# Does LIFE get any better?



## LarryWolfe (May 31, 2009)

I started the day putting a sink mechanism outdoor thingy together for my wife.  I completed my 'Honey Do' around 12 and realized (IT'S 5 O'CLOCK SOMEWHERE) and loaded the cooler and took a long trip to our pool (realistically 5' feet from the deck) and spent the day with my beautiful daughter, her friend a HAPPY LAB in his own pool and a cooler of beer......THEN my wife had the NERVE to ask that I make the ribs I did last weekend.....let me tell you this really PI$$ED me off    I can't really recall having a weekend so bad before!  :p



Enough sarcasm....full untrimmed unenhanced Smithfield brand spares grilling indirect seasoned with S&P and granulated Garlic, with KF and 2 small pieces of cherry.


----------



## LarryWolfe (May 31, 2009)

The ribs turned out good!


----------



## Griff (May 31, 2009)

Jeeez Larry, you're food rocks.


----------



## Nick Prochilo (May 31, 2009)

Larry, how long do they take on the grill? Do you do the whole foil thing on the grill?


----------



## Que~Dawg (May 31, 2009)

Oh yeh....... I'd hit that right there


----------



## zilla (May 31, 2009)

Looking good man!


----------



## Puff1 (May 31, 2009)

You talked me into it bro'. Wife doesn't like slow smoked ribs( :roll: )  I've tried cooking them different ways countless times with no success or thumbs up from my beloved.
I'm trying these tomorrow. 8)


----------



## bknox (May 31, 2009)

Larry I should no better than to look at your posts on an empty stomach. That looks great.


----------



## Nick Prochilo (Jun 1, 2009)

Puff said:
			
		

> You talked me into it bro'. Wife doesn't like slow smoked ribs( :roll: )  I've tried cooking them different ways countless times with no success or thumbs up from my beloved.
> I'm trying these tomorrow. 8)



Shouldn't you be going to work?


----------



## Captain Morgan (Jun 1, 2009)

great pics!  very cool dog.

do you ever cook anything that stinks?  if so, please post a pic so I'll
feel better.


----------



## ScottyDaQ (Jun 1, 2009)

Awesome as always




			
				Captain Morgan said:
			
		

> great pics!  very cool dog.
> 
> do you ever cook anything that stinks?  if so, please post a pic so I'll
> feel better.


I heard the deep fried pork butt wasn't so hot.


----------



## LarryWolfe (Jun 1, 2009)

Nick Prochilo said:
			
		

> Larry, how long do they take on the grill? Do you do the whole foil thing on the grill?

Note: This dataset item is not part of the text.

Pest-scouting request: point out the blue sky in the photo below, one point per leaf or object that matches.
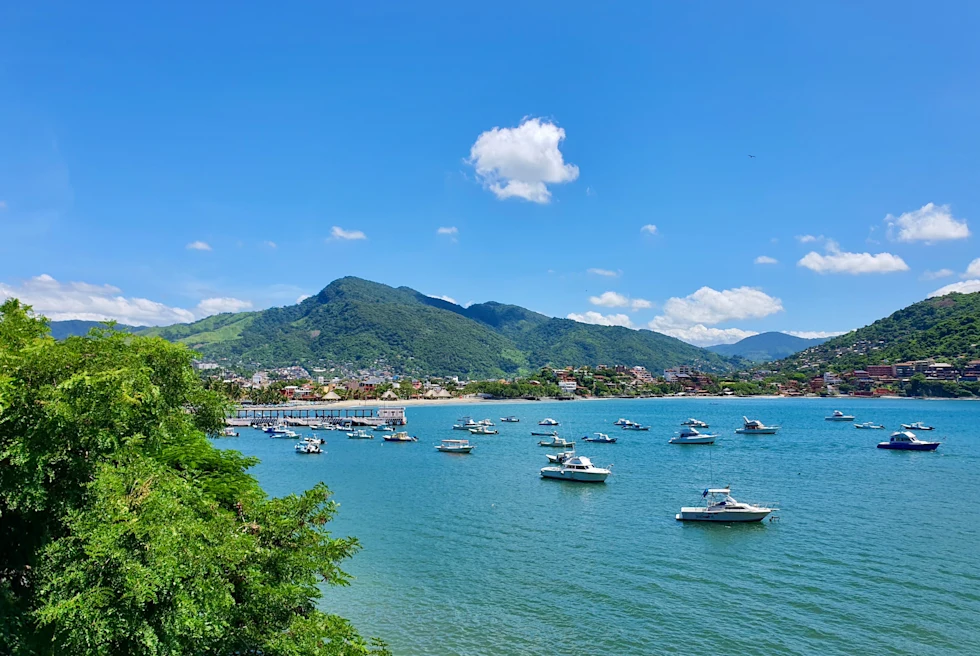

No foiling.  Each time they have taken right at 3 hours.  I am really really liking ribs done this way, the char and the pork fat really work good together!


----------



## 007bond-jb (Jun 1, 2009)

Larry Wolfe said:
			
		

> [quote="Nick Prochilo":19o6y8sv]Larry, how long do they take on the grill? Do you do the whole foil thing on the grill?



No foiling.  Each time they have taken right at 3 hours.  I am really really liking ribs done this way, the char and the pork fat really work good together![/quote:19o6y8sv]

I think I taught him this  

Cool pic's


----------



## LarryWolfe (Jun 1, 2009)

007bond-jb said:
			
		

> [quote="Larry Wolfe":mzq19688][quote="Nick Prochilo":mzq19688]Larry, how long do they take on the grill? Do you do the whole foil thing on the grill?



No foiling.  Each time they have taken right at 3 hours.  I am really really liking ribs done this way, the char and the pork fat really work good together![/quote:mzq19688]

I think I taught him this  

Cool pic's[/quote:mzq19688]

Hmmmmm, I don't recall the lesson........


----------



## DJ (Jun 1, 2009)

Xcellent Ribs and sense of humor!!
dj


----------



## Toby Keil (Jun 1, 2009)

Looks like a great day with good food...nice job Larry.


----------



## zilla (Jun 1, 2009)

Hey Larry, after three hours what can I expect in the texture/tenderness of the meat?


----------



## LarryWolfe (Jun 2, 2009)

zilla said:
			
		

> Hey Larry, after three hours what can I expect in the texture/tenderness of the meat?



Very tender, very moist meat (but not falling off the bone) with a crispy crust on the outside.


----------